Since serializing formatted numbers could be of general use, I suggested to add this capability on Serde’s repository:

#6

Take a look at the example of writing a custom format serializer in the serde docs, specifically at the serialize_newtype_variant method. I’m not sure exactly how, but you want to override just this one. I think your approach above is too broad, and generating strings on the “wrong side” of the serde data model. It probably means writing several different formats.

#7

I’m afraid I can’t figure out exactly what you mean, can you please give me some more hints?

#8

Sorry, I don’t have any more specific direct solutions, but I can elaborate on what I was referring to.

In the Serde Data Model: (trimmed/formatted for emphasis)

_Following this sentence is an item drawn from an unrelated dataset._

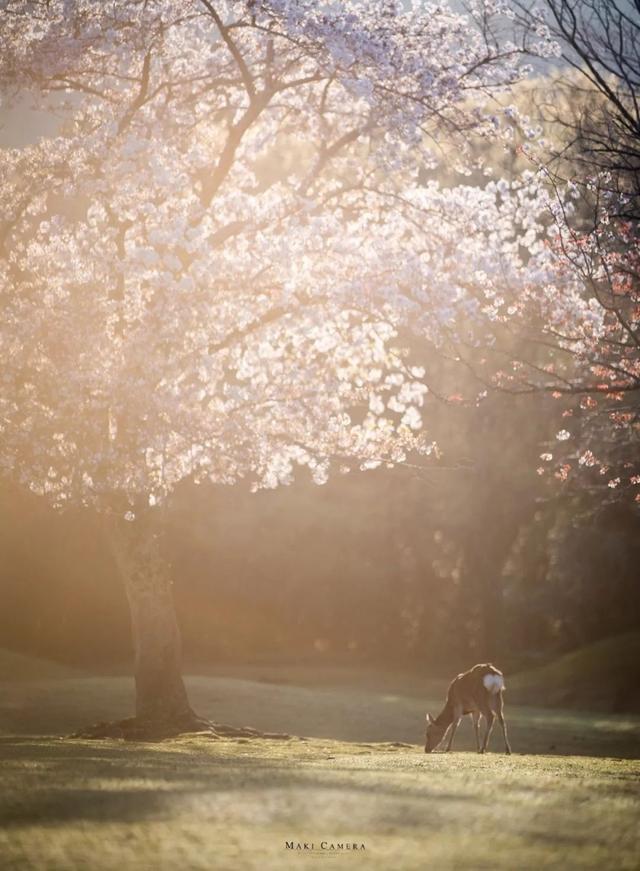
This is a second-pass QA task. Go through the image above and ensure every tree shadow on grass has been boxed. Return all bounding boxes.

  • The Serialize implementation for the data structure is responsible for mapping the data structure into the Serde data model
  • The Serializer implementation for the data format is responsible for mapping the Serde data model into the intended output representation.

I think you’ve implemented Serialize for your data structure, and mapped your FormatVar enum to a formatted string in the serde data model. JSON is then (correctly) emitting that with quotes; CSV doesn’t (but there are options to always quote strings that would, if enabled).

Your enum needs to cross the serde data model boundary (between Serialize and Serializer) retaining the type information that indicates which format is desired.

I think you probably need to Implement a Serializer for your intended output format (including formatting). Probably several, if you have several output formats.

Once it gets there, you need the serialize_newtype_variant method to do the formatting you want, for your enum: ie, emit an appropriately formatted number, rather than the externally-tagged enum format shown in the example, duplicated here:

fn serialize_newtype_variant<T>(
        self,
        _name: &'static str,
        _variant_index: u32,
        variant: &'static str,
        value: &T,
    ) -> Result<()>
    where
        T: ?Sized + Serialize,
    {
        self.output += "{";
        variant.serialize(&mut *self)?;
        self.output += ":";
        value.serialize(&mut *self)?;
        self.output += "}";
        Ok(())
    }

Unfortunately, that’s about where my suggestion ends; I don’t know how to achieve this, at least not without duplicating and customising the serde_json code and any other formats you need.